Due to the high cost of creating or canceling threads in the kernel, some systems will recycle  threads  to reduce overhead. When a thread is revoked, it is marked as non-runnable, but its kernel data structure is not affected at all, and an old thread can be re-enabled when a new thread needs to be created.

user mode thread

User-mode threads can put the entire thread package in user space. The kernel knows nothing about the thread package, and the kernel only needs to manage single-threaded processes. Threads can be implemented this way on operating systems that don't support them. When threads are managed in user space, each process requires a dedicated thread table to track threads in the process, and the process table and scheduling method are managed by the runtime system.

When the user-mode thread model is scheduled, the process of saving the thread state and the scheduler are performed locally, and there is no need to fall into the kernel, context switching and other operations, which is much faster (an order of magnitude or more) than the kernel-mode thread. And for different processes, users are allowed to formulate different scheduling algorithms.

One obvious problem with user-mode threads is how to implement  blocking system calls . When a thread makes a blocking system call, it will block the entire process until it is ready, causing other threads to also stop running. The solution is: use IO multiplexing in the runtime system for blocking system calls, when blocked do not call and run another thread until the current thread is safe to run. This method needs to rewrite part of the system call and wrap it to ensure the correct operation of the user mode thread.

Another problem with user-mode threads is that if a thread starts running, no other threads in the process can run unless the first thread automatically relinquishes the CPU. Inside a single process, there is no clock interrupt, so round-robin scheduling cannot be used to call threads. Unless a thread is able to enter the runtime system of its own volition, the scheduler has no chance. It can be considered to let the runtime system request a clock signal (interrupt) once per second, but the high-frequency periodic clock interrupt overhead is objective, and if the thread uses clock interrupts, it may disturb the clock of the runtime system.

People have studied various methods that try to combine the advantages of user-level threads and kernel-level threads, one of which is to multiplex user-mode threads with some/all kernel-mode threads, and it is up to the programmer to use How many kernel threads and how many user threads. The kernel only recognizes kernel threads and schedules kernel threads; kernel threads are multiplexed by user threads, and each kernel thread has a user thread that can be used in turn.
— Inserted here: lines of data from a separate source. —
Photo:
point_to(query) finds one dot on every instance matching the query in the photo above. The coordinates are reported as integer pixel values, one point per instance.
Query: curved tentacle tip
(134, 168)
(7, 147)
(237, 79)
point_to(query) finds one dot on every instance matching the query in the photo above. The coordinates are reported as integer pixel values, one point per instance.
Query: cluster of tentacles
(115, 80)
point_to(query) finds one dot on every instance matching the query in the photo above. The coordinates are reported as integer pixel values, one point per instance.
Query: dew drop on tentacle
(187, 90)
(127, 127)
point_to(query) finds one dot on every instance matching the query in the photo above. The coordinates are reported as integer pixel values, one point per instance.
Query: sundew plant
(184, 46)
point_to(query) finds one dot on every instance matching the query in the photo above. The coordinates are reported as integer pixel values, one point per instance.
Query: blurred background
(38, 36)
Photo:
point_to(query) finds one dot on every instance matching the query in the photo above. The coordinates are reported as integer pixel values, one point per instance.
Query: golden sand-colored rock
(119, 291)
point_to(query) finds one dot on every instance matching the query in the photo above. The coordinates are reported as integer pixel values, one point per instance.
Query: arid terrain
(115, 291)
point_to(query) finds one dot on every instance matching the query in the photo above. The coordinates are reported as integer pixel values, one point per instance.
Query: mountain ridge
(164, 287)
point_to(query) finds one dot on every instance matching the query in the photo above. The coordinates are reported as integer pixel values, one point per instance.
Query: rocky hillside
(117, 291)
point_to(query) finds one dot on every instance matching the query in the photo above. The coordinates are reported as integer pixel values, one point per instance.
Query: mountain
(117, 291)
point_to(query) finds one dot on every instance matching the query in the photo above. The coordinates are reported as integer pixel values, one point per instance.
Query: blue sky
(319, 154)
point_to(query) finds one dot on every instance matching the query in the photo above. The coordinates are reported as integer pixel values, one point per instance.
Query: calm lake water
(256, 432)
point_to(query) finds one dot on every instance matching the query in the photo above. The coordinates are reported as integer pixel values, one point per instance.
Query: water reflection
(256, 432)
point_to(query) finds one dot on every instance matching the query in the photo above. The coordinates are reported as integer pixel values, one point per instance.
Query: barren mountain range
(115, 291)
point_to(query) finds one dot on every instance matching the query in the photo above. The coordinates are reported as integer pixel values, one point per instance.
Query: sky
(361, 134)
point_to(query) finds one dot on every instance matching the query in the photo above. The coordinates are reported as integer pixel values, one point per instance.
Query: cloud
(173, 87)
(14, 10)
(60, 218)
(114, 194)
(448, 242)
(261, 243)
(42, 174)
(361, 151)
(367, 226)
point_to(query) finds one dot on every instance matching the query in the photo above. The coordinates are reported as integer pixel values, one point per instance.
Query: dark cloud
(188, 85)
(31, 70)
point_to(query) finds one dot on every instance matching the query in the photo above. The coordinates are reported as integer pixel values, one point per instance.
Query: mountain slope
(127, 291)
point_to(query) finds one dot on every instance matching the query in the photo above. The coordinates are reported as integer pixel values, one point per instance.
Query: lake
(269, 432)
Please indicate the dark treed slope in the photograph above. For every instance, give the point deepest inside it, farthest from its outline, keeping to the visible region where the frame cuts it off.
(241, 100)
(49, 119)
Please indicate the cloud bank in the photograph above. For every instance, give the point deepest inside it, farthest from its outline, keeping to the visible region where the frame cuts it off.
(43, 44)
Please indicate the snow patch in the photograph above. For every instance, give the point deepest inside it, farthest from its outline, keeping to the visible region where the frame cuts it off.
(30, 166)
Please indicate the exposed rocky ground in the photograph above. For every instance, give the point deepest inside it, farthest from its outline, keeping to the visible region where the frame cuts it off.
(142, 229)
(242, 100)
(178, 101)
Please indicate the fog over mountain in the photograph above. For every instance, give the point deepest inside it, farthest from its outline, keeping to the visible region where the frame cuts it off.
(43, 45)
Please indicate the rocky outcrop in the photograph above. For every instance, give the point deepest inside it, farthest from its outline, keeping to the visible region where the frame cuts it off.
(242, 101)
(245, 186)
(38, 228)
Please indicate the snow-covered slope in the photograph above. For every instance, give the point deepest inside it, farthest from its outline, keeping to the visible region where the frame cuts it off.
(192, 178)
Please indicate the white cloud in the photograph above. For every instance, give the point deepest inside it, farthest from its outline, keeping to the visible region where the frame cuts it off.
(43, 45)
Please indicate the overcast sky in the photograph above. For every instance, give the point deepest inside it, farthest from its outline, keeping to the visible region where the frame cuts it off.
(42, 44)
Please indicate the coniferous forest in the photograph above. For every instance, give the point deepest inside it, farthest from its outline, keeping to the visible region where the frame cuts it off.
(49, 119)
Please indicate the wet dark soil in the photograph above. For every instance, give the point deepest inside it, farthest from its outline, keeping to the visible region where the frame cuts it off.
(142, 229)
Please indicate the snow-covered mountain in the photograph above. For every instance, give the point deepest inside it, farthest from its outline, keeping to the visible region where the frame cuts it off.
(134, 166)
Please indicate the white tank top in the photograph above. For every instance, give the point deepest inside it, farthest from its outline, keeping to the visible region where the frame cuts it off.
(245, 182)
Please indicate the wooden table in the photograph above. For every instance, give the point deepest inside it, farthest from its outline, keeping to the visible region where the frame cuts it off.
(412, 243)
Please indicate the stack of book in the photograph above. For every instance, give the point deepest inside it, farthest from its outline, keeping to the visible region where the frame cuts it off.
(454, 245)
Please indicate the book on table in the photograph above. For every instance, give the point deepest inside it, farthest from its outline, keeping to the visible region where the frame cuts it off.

interprocess communication

Inter-process communication is sometimes required, which is called  inter-process communication  (Inter Process Communication, IPC). At the same time, we need to consider three issues:

  1. How a process passes information to another process
  2. Ensure that two or more processes do not intersect in critical activities
  3. Make sure that the order is correct, if there is an order dependency between processes

Except that the first problem is well solved in threads because they share memory addresses, but the latter two problems apply to threads as well.

Race Conditions and Critical Sections

Cooperative threads may complete communication by sharing a common storage area, two or more processes (or threads) read and write some shared data, and the final result depends on the precise timing of the process (or thread) running, which is called It is  a race condition  .

Take the simplest loop plus one program as an example, two threads add one to a memory variable at the same time, each loops 10000000 times, and the final result may not be 20000000. The plus one condition is the competition condition of the program, and they compete for the same memory address.

int sum = 0; // 可能的结果 13049876
void* add(void* atgs) {
  for (int i = 0; i < 10000000; i++) ++sum;
}
int main(void) {
  pthread_t t1;
  pthread_t t2;
  pthread_create(&t1, NULL, add, NULL); // 创建线程 1
  pthread_create(&t2, NULL, add, NULL); // 创建线程 2
  pthread_join(t1, NULL); // 等待线程 1 结束
  pthread_join(t2, NULL); // 等待线程 2 结束
  printf("%d\n", sum);
}

In fact, whenever shared memory, shared files, or any resource is shared, errors caused by race conditions must be avoided by preventing multiple processes from reading and writing shared data at the same time. In other words,  mutual exclusion  (mutual exclusion), which means to ensure that when one process uses a shared resource, other processes cannot perform the same operation. The primitives chosen to implement mutual exclusion are one of the major design considerations of an operating system.

The problem of avoiding race conditions can also be described in an abstract way. Part of a process's time doing internal calculations or other operations that don't cause race conditions. At some point processes may need to access shared data or perform other operations that cause race conditions. We call the program fragment that accesses the shared memory  a critical region  or  a critical  section. If we can arrange it so that it is impossible for two processes to be in the critical section at the same time, we can avoid the race condition.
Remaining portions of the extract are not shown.